What is a protein build up?
“If a product contains a higher than optimum concentration of hydrolyzed proteins, the endocuticles and cortex of damaged hair absorb and adsorb more protein than needed, hence forming a buildup of protein in the hair.
“Also, if a product containing hydrolyzed protein is used more frequently, it tends to overload the endocuticles and cortex of hair with hydrolyzed protein. In the case of fine textured hair, the protein is absorbed by the endocuticles and stiffens the mushy endocuticles, while conferring body to fine hair. You’ll know when there is too much as it will make the hair harder to touch, brittle, and unmanageable.”

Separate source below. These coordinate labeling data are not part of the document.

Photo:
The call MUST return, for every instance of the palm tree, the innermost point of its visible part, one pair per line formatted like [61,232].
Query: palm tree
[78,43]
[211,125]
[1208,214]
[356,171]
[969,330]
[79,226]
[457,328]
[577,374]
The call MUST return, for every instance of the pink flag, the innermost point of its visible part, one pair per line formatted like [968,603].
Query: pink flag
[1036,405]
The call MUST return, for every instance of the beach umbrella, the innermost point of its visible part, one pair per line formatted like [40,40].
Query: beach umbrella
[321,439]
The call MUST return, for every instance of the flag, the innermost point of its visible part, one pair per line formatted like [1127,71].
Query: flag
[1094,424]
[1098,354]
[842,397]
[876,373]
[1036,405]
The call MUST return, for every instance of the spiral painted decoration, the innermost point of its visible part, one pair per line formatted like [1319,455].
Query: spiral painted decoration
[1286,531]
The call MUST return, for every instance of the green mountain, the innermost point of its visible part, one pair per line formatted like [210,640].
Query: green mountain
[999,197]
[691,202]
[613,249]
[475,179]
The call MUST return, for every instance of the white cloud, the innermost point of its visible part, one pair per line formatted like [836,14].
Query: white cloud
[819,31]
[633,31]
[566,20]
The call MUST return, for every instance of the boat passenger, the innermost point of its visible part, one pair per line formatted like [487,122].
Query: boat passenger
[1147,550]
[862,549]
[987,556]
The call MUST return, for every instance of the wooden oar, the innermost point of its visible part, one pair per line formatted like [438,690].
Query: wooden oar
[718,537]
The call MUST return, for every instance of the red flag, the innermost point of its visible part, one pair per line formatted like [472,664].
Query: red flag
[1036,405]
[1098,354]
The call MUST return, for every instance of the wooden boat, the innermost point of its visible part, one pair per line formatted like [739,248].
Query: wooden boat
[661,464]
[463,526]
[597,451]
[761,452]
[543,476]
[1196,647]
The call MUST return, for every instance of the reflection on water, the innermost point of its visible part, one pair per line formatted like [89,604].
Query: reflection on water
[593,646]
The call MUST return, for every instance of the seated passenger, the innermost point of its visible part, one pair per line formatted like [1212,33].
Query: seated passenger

What are protein treatments?
“It is customary to treat hair with products that contain proteins, which are smaller in size and are hydrolyzed. These hydrolyzed proteins may originate from different sources such as wheat, soy, oat, barley, rice, milk, keratin of sheep wool, silk protein, and fruits such as apple, green tea, sugar cane, pomegranate, chickpeas, etc.
“These hydrolyzed proteins can penetrate the hair cortex and help increase the elasticity of damaged hair. These proteins are not reactive proteins but act as fillers in available empty spaces in the hair. This increase in elasticity is not permanent and tends to diminish over a few successive shampoo treatments.
“Clients with damaged hair from permanent color, hair lightening, hair relaxing, and permanent waving may use products containing hydrolyzed proteins or peptides to help decrease hair damage by increasing elasticity and moisture. The use of hydrolyzed collagen specifically may help to mend split ends—due to its sticky nature, it acts like a glue in binding the fractures of damaged hair.”
How do you treat a protein build-up?
“Clarifying shampoos will help deplete the buildup of proteins from hair. It may take a few shampoo treatments before the buildup is eliminated. It is important to use clarifying shampoos that utilize sulfate-free detergents and moisturizing ingredients. Also, avoid other aftercare products that contain proteins for a significant number of weeks till the protein buildup is eliminated from the hair.”
How can you tell if protein treatments are working?
“First, protein-based products must contain the right type of proteins and optimum dose to work properly. This optimum dose is determined from scientific methodologies that correlate the optimum concentration of protein with the resultant fiber elasticity, moisture, and bending properties of hair. Products that do not stiffen the hair but increase hair elasticity and moisture should be selected to avoid any buildup.
“Certain hydrolyzed proteins possess positive charge are more substantive to hair, and help strengthen and moisturize hair, thus avoiding brittleness and hardening of hair. Your client will know if the protein-treatment worked for their hair if their hair feels soft to touch, shiny and manageable.”
How often should you be using these treatments on your clients?
“The frequency of use depends upon the extent of damage and the concentration and type of protein used on hair. It is advisable to use these treatments bi-weekly or monthly if the hair is severely damaged by chemical treatments. Hydrolyzed wheat protein, hydrolyzed keratin protein, and hydrolyzed silk proteins are used often to strengthen hair. Hydrolyzed collagen protein is used to mend split ends but should be used sparingly on the ends of the hair to avoid any buildup.